Exile's Return
- First edition
- Author: Raymond E. Feist
- Language: English
- Series: Conclave of Shadows
- Genre: Fantasy
- Published: September 2004 HarperCollins
- Publication place: United States
- Media type: Print (Hardback & Paperback)
- Pages: 361 (first edition)
- ISBN: 9780380803279 0380803275
- Preceded by: King of Foxes
- Followed by: Flight of the Nighthawks

= Exile's Return =

2004 novel by Raymond E. Feist

Exile's Return is a fantasy novel by American writer Raymond E. Feist, the third book in the Conclave of Shadows trilogy, part of The Riftwar Cycle. It was preceded by King of Foxes and is followed by Flight of the Nighthawks.

==Plot summary==
Kaspar, former Duke of Olasko, finds himself alone and without provisions on the continent of Novindus on the other side of the world after being removed from power by the Conclave of Shadows (in King of Foxes, the preceding novel). His desire for revenge must be put aside as he struggles to survive in a harsh unfamiliar land. He happens upon a farm, where his only choice is to work for food and shelter. As he is no longer under the magical influence of Leso Varen, the evil necromancer who had manipulated him while in Olasko, he begins to show compassion, and atone for his past deeds.

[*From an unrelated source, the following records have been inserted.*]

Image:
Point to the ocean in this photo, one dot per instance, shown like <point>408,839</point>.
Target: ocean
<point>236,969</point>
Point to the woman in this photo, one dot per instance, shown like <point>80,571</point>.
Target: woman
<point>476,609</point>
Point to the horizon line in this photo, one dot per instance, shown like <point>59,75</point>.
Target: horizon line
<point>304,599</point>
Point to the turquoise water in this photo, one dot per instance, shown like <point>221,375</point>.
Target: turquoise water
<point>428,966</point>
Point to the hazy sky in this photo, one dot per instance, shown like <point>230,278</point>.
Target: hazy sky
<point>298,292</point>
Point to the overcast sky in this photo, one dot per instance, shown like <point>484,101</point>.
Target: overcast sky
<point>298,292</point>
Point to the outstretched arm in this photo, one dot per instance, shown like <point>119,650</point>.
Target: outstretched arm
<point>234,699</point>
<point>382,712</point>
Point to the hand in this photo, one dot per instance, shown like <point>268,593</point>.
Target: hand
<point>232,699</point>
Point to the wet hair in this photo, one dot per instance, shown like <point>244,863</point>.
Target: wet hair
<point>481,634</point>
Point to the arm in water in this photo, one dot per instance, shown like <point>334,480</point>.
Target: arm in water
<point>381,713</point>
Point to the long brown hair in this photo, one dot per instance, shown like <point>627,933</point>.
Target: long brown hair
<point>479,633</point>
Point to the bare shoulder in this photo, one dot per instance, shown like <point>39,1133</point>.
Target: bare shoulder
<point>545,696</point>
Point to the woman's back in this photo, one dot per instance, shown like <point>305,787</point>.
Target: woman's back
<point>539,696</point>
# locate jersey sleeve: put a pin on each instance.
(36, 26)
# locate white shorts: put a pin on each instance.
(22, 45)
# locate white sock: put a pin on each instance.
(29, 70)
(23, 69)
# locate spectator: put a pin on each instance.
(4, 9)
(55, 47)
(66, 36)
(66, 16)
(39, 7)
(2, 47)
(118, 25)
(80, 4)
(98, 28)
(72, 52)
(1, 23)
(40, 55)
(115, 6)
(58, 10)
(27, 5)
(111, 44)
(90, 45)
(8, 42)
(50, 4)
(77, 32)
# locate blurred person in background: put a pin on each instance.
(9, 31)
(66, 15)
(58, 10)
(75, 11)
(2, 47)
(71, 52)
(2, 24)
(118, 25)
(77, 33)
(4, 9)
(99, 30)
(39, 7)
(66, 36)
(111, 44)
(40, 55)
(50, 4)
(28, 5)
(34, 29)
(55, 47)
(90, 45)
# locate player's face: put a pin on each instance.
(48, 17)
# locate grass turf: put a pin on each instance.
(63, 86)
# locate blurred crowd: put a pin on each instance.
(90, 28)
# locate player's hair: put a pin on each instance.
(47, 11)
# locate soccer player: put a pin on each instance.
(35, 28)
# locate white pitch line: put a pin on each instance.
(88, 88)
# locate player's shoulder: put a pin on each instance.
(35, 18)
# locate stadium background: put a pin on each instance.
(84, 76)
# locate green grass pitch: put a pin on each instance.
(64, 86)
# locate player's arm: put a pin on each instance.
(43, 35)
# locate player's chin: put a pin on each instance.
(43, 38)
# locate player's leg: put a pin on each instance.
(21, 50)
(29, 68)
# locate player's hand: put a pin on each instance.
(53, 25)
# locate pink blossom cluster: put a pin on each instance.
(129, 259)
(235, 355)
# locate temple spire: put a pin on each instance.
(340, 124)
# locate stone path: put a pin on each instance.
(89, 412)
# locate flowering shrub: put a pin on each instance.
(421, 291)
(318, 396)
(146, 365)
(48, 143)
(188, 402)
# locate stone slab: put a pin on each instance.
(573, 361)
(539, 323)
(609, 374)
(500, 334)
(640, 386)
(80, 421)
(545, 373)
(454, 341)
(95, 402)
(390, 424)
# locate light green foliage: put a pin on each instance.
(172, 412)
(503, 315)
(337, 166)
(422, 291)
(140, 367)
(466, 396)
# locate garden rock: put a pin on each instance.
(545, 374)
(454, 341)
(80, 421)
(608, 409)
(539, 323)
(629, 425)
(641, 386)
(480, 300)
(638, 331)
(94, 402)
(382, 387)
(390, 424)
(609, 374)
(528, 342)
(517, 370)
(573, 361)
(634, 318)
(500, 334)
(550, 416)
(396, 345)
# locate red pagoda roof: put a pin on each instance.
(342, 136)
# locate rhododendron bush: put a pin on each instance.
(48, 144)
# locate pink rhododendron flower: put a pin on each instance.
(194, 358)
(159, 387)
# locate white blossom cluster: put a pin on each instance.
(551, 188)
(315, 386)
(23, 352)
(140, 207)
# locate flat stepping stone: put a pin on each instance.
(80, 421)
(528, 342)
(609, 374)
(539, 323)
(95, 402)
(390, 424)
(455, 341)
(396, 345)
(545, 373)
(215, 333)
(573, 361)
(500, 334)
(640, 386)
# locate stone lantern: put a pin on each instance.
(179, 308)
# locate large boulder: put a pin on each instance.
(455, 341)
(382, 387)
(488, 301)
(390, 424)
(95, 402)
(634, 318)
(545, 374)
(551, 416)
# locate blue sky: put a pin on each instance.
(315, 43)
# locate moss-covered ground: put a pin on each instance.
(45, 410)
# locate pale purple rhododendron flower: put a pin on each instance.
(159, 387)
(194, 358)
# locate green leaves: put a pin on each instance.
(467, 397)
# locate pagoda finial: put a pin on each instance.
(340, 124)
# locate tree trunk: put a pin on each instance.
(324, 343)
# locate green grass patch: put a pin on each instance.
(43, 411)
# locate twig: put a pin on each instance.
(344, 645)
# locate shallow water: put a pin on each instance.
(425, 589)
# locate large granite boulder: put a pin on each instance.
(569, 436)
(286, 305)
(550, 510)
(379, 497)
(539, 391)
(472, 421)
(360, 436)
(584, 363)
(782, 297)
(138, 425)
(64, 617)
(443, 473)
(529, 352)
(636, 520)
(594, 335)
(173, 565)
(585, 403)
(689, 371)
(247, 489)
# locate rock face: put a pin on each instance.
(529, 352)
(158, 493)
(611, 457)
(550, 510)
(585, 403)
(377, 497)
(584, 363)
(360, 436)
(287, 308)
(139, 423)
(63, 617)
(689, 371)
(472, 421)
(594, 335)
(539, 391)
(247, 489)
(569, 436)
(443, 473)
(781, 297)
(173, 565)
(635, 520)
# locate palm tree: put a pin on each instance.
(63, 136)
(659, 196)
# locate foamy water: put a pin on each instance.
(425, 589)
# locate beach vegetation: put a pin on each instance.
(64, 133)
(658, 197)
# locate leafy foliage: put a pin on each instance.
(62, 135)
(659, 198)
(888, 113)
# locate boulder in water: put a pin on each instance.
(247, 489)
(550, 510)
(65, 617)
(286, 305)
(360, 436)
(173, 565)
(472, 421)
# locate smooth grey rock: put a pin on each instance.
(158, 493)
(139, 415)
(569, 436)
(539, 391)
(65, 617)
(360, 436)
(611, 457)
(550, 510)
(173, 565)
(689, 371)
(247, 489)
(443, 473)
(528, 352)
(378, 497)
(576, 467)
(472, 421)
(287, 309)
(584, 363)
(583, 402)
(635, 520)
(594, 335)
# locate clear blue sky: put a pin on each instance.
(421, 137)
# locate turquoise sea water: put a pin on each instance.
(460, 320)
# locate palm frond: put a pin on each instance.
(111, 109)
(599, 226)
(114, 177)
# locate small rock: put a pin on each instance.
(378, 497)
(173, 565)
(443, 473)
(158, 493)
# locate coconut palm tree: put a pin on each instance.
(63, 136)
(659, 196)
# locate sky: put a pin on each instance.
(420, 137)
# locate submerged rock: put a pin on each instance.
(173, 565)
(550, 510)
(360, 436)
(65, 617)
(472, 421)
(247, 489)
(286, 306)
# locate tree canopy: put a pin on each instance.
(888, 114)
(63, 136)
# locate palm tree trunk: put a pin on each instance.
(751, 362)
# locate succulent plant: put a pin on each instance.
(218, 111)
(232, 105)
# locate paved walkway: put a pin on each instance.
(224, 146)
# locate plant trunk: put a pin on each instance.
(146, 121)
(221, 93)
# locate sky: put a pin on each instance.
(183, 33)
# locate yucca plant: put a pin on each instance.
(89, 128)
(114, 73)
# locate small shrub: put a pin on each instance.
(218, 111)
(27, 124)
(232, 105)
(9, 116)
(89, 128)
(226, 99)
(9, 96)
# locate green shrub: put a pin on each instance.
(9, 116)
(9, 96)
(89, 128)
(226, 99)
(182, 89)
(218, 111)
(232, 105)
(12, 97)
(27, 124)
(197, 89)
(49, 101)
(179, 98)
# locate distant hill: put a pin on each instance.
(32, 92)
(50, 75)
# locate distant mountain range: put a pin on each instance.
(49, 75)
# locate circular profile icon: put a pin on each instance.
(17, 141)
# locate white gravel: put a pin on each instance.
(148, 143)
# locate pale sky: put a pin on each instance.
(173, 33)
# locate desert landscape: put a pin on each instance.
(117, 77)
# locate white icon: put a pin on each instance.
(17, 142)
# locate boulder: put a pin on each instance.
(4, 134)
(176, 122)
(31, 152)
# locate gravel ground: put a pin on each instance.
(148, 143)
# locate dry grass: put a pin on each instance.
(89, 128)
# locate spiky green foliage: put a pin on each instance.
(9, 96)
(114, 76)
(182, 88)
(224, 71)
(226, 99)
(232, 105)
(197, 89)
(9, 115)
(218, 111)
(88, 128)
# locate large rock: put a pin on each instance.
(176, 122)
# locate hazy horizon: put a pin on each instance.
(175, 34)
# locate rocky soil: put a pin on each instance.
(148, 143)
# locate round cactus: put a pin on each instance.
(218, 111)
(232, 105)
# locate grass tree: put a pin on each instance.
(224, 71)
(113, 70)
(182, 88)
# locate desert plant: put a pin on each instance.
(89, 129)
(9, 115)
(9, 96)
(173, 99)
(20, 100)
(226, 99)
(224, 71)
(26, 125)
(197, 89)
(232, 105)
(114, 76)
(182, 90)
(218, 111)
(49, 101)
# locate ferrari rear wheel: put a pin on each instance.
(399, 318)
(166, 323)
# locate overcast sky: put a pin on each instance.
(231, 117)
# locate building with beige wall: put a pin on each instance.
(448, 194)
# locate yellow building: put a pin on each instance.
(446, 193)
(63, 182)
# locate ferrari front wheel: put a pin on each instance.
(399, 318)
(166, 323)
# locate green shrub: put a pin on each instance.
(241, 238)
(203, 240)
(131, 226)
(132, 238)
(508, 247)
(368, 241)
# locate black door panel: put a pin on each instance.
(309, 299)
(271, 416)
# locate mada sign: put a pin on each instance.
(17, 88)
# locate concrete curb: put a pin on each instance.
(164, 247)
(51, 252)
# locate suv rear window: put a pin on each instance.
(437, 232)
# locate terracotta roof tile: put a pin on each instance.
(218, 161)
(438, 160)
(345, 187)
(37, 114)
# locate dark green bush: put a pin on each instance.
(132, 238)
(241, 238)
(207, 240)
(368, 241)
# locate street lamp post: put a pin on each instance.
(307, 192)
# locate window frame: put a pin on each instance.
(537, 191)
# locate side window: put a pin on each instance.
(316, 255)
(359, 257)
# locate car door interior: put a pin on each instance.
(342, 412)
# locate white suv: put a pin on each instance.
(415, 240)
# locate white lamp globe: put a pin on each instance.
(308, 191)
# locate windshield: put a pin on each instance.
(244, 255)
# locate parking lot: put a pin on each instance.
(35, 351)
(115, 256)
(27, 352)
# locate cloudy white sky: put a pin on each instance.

Kaspar later joins a band of traders who have been cursed with transporting a mysterious magical suit of seemingly invulnerable animated armor, which will not allow them to leave it. Kaspar discovers the armor's origin, and is tasked with returning it across the vast ocean to the Conclave, once his enemies, now his only hope to help prevent the world's destruction.

==Receptions==
Kirkus Reviews gave a positive review, praising the pace of the novel.